Brady’s film also sees cinema as a set of forms to be innovated and curved and moulded. It is made of delicately obtained permissions, negotiated layers of access, and intermingling dimensions of drama and documentary in the rich tradition of hybrid non-fiction cinema. A rich tradition – but not in Australia, whose documentary culture is wrapped around the broadcast structures of the ABC and SBS. Aesthetics follow institutional forms.
Little surprise then, that Brady’s creation, transcending the conventions of reportage, has been overlooked, misunderstood in the country it is addressing. Critic David Stratton, writing for The Australian, complained that the film did not include enough explanation of its locations and other factual details. But talking heads and long verbal sequences are for journalism, and not necessarily for film. And just as documentary cinema is not a genre, realism may not be for our times. “I wanted to address it not journalistically,” says Brady, “because that’s only how we ever see the crisis. I wanted to rupture what we think we know of Christmas Island.” From that mode of thinking, she avoided using archival footage, and made her own vision of a lonely, isolated place, with nature as her primary metaphor.
The film’s hybridity is not its only singular quality. It is unusual, in Australia, to hear the language of politics and protest fuse with that of dreams, psychology and spirituality. Poh Lin seems at times more a mystic than a counsellor. Her job is to connect, sometimes through translators, to people who have been forced from the through lines of their lives and ancestral lineages. One detainee, imprisoned for the last 17 months, describes to Poh Lin a recurring childhood dream in which he was a kite or a bird, and flew untethered: “We are humans. We have to protest.”

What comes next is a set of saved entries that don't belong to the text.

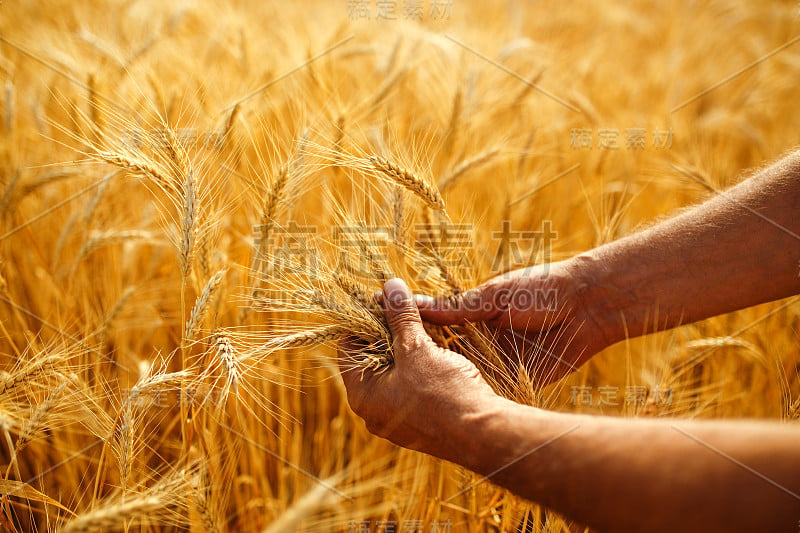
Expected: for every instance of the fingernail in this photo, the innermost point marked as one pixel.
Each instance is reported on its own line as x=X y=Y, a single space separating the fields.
x=396 y=291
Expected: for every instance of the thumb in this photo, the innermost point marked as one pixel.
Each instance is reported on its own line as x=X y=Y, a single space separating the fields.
x=402 y=314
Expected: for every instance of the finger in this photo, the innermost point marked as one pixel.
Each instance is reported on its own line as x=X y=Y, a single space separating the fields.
x=482 y=304
x=402 y=316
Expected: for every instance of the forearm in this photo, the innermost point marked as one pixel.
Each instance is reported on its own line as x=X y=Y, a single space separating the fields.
x=644 y=475
x=740 y=248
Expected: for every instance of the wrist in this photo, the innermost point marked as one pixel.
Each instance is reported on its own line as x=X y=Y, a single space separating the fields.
x=599 y=295
x=498 y=434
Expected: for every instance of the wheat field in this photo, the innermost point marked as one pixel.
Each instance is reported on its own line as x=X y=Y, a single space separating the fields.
x=199 y=199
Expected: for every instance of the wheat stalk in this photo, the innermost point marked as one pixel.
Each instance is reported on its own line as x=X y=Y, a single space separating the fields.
x=410 y=181
x=201 y=305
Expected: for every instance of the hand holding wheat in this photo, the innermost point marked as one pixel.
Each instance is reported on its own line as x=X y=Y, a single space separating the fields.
x=539 y=316
x=423 y=400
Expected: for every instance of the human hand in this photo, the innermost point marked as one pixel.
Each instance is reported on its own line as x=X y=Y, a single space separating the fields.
x=541 y=316
x=428 y=398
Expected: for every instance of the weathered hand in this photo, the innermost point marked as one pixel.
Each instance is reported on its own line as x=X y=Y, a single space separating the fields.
x=539 y=316
x=424 y=400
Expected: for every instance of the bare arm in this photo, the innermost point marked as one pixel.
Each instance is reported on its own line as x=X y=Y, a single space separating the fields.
x=645 y=475
x=738 y=249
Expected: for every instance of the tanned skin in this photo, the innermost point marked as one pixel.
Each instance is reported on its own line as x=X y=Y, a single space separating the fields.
x=739 y=249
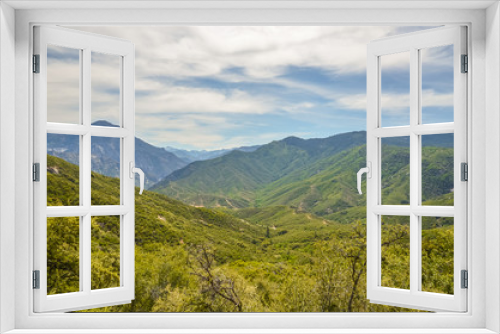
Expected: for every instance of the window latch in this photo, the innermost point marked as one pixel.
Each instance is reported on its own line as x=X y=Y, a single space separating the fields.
x=36 y=279
x=368 y=171
x=464 y=171
x=465 y=279
x=465 y=64
x=36 y=63
x=134 y=170
x=36 y=172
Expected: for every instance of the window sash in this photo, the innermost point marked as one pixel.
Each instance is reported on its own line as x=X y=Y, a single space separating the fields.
x=86 y=298
x=414 y=298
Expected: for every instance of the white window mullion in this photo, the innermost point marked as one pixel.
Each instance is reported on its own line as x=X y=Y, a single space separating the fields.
x=86 y=167
x=414 y=171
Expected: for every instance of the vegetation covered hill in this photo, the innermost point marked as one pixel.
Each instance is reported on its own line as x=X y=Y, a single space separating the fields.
x=316 y=175
x=154 y=161
x=266 y=259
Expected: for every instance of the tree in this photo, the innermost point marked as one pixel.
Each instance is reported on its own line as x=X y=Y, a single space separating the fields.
x=214 y=286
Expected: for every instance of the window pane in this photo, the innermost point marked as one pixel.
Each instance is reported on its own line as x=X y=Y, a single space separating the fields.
x=395 y=89
x=106 y=84
x=437 y=84
x=63 y=85
x=63 y=255
x=437 y=254
x=105 y=252
x=63 y=171
x=395 y=245
x=105 y=171
x=437 y=169
x=395 y=171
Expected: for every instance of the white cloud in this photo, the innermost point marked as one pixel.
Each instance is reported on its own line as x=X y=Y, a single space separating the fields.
x=181 y=99
x=260 y=51
x=395 y=103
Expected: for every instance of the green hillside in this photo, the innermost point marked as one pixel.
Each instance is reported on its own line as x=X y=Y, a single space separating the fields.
x=189 y=259
x=232 y=180
x=321 y=181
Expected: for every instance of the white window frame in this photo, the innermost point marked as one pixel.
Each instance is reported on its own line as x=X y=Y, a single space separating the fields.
x=484 y=49
x=412 y=44
x=86 y=44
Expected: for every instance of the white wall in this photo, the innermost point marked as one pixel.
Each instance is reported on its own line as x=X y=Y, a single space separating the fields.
x=7 y=160
x=492 y=164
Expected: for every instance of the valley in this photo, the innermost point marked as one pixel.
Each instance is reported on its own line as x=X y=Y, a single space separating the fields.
x=277 y=229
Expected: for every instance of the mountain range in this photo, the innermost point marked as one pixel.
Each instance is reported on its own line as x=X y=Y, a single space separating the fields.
x=313 y=175
x=199 y=155
x=274 y=257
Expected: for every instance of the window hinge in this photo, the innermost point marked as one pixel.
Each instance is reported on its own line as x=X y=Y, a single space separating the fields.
x=464 y=171
x=465 y=279
x=465 y=64
x=36 y=63
x=36 y=279
x=36 y=172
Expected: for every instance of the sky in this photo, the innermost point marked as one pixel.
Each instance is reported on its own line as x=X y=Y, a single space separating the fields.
x=213 y=87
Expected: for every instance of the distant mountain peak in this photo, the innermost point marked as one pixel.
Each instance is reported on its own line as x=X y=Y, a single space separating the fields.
x=104 y=123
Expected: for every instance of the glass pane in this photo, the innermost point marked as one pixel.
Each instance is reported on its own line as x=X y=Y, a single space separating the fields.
x=63 y=255
x=395 y=89
x=105 y=252
x=63 y=85
x=437 y=84
x=105 y=171
x=437 y=254
x=395 y=245
x=63 y=171
x=437 y=169
x=395 y=171
x=106 y=79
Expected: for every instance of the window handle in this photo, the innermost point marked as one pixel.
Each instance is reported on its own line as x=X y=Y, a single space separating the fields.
x=368 y=171
x=134 y=170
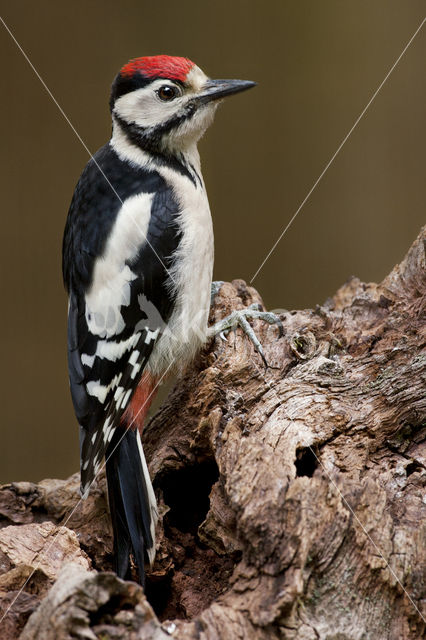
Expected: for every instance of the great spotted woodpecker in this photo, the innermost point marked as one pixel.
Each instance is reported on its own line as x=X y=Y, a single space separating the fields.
x=137 y=264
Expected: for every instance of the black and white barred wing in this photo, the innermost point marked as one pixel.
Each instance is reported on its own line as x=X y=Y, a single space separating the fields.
x=115 y=323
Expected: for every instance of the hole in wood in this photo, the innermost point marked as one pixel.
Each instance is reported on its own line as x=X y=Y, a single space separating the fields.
x=306 y=462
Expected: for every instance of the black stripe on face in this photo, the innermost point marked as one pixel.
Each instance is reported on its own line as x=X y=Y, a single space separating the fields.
x=149 y=139
x=126 y=84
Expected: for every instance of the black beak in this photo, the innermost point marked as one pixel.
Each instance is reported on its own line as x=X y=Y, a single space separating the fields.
x=217 y=89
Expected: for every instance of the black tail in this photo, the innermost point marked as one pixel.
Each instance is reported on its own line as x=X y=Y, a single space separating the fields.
x=132 y=503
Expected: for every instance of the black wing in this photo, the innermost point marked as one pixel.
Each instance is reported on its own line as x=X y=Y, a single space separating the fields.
x=119 y=297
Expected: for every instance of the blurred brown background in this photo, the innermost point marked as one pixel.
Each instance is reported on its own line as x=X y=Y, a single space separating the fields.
x=317 y=64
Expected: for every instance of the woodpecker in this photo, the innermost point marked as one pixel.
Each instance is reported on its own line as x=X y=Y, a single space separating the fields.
x=137 y=265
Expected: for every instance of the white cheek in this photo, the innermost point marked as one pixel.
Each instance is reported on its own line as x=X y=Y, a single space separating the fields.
x=144 y=108
x=191 y=130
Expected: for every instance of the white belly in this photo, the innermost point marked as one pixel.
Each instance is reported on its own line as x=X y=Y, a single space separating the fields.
x=186 y=329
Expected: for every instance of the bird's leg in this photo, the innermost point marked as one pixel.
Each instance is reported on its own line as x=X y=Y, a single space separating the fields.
x=239 y=318
x=215 y=288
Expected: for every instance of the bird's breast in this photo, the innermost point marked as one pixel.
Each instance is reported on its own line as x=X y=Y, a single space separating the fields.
x=192 y=271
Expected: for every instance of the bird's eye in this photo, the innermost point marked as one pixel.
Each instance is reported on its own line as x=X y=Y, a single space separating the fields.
x=167 y=93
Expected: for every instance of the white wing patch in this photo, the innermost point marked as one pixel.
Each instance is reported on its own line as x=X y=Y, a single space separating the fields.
x=110 y=289
x=110 y=350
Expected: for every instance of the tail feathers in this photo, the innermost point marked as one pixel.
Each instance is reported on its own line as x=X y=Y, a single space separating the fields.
x=132 y=502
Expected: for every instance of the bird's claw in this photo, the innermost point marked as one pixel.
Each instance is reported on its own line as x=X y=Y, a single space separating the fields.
x=238 y=318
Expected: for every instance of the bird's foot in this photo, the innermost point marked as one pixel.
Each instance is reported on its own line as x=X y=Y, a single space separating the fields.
x=215 y=288
x=239 y=318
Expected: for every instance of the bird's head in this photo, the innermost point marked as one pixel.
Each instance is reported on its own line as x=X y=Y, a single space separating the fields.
x=165 y=103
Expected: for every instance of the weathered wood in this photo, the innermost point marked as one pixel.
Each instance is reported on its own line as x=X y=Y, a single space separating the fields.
x=292 y=498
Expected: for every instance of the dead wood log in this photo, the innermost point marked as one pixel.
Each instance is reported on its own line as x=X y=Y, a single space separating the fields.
x=292 y=498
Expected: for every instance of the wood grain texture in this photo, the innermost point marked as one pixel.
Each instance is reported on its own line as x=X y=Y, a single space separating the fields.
x=292 y=499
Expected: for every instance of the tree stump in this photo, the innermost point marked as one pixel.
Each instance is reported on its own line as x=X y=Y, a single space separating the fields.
x=292 y=498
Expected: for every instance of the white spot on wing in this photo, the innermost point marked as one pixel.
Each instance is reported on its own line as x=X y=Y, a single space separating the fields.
x=110 y=288
x=87 y=360
x=99 y=391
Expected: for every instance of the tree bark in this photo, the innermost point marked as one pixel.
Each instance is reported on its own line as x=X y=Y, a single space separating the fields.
x=292 y=498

Across these scenes, an expansive narrative emerges. Brady traces Poh Lin’s journey of hopelessness as she comes to realise the futility of her job in the community hospital. Fewer clients arrive each day for therapy; they are “transferred” without notice. “I love these people,” she says, “but I can’t be complicit.”
One senses that progressive Australian people have come to think of their own opposition to successive governments’ inhumane detention policies as similarly futile.